ECOZA is a Topical Antifungal that works by Imidazole antifungal inhibiting ergosterol synthesis via CYP51, disrupting fungal cell membrane permeability.. ABELCET is a Polyene antifungal that works by Amphotericin B binds to ergosterol in fungal cell membranes, forming pores that increase membrane permeability, leading to leakage of intracellular ions and cell death. The lipid complex formulation (ABELCET) alters pharmacokinetics to reduce nephrotoxicity while retaining antifungal activity.. They differ in pharmacokinetic profiles, FDA-approved indications, and side effect profiles.
Potency comparisons between ECOZA and ABELCET depend on the specific clinical indication. These are agents from distinct pharmacological classes and are not directly interchangeable by dose. A physician or clinical pharmacist should guide any therapeutic switching decisions.
The standard adult dose of ECOZA is: For vulvovaginal candidiasis: One vaginal suppository (150 mg) inserted intravaginally at bedtime for 3 consecutive days. For cutaneous candidiasis: Apply cream (1%) to affected area twice daily for 2-4 weeks.. The standard adult dose of ABELCET is: 5 mg/kg IV once daily infused over 2-2.5 hours. For aspergillosis, duration is typically 2-4 weeks total.. Dosing should always be individualized based on indication, renal and hepatic function, age, and other patient factors.

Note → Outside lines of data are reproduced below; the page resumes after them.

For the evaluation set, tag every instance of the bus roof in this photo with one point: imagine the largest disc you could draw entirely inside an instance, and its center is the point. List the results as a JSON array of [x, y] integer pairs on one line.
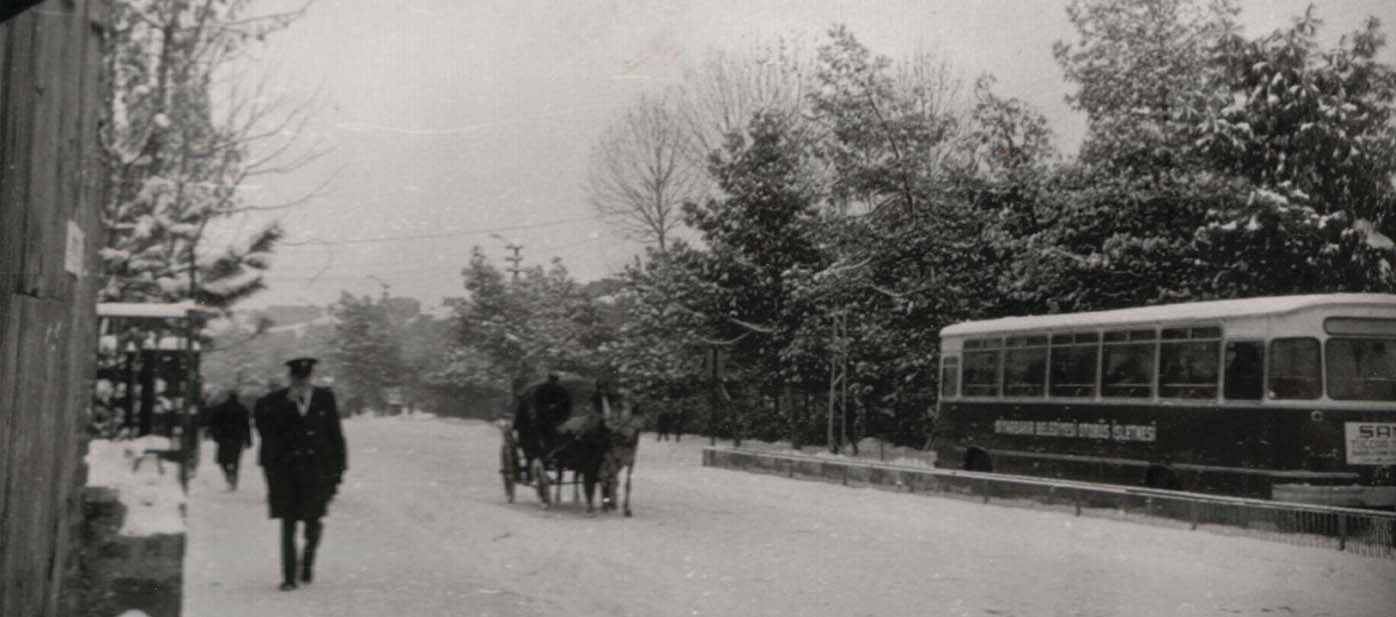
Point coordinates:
[[1169, 313], [141, 309]]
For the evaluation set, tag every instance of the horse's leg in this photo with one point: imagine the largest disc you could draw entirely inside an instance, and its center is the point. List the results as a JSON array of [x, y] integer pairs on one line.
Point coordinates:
[[589, 479], [628, 469], [557, 493]]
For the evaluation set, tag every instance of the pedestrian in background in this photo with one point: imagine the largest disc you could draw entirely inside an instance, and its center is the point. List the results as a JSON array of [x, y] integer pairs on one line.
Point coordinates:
[[229, 425], [305, 458]]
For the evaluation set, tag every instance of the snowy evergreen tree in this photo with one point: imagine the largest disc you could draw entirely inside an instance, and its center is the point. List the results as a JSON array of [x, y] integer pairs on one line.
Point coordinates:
[[179, 148]]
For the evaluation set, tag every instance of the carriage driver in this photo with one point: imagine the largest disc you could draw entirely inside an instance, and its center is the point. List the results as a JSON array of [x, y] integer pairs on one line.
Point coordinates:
[[554, 405]]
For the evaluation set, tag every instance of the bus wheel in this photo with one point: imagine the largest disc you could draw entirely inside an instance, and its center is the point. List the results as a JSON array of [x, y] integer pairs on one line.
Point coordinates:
[[1162, 476], [976, 459]]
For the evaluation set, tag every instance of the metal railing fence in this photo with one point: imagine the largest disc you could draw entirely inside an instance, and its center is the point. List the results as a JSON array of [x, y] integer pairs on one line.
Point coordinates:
[[1365, 532]]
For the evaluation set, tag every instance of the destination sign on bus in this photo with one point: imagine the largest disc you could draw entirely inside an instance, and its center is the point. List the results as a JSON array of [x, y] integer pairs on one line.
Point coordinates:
[[1089, 430], [1371, 443]]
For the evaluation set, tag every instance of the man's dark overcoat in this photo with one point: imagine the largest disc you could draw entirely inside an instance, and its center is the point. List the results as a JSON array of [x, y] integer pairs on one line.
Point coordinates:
[[303, 457]]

No direct drug-drug interaction has been formally documented between ECOZA and ABELCET in current clinical databases. However, individual patient risk factors including other medications, organ function, and comorbidities should always be evaluated by a qualified healthcare provider.
The maternal-fetal safety profiles differ. ECOZA is classified as Category C. ECOZA (econazole nitrate) is pregnancy category C. First trimester: no adequate studies; avoid unless benefit outweighs risk. Second/third trimester: minimal absorption after topic. ABELCET is classified as Category C. Pregnancy Category B. Animal studies with amphotericin B deoxycholate have shown no evidence of fetal harm. There are no adequate and well-controlled studies in pregnant women. How. Always consult a maternal-fetal medicine specialist before taking either drug during pregnancy or lactation.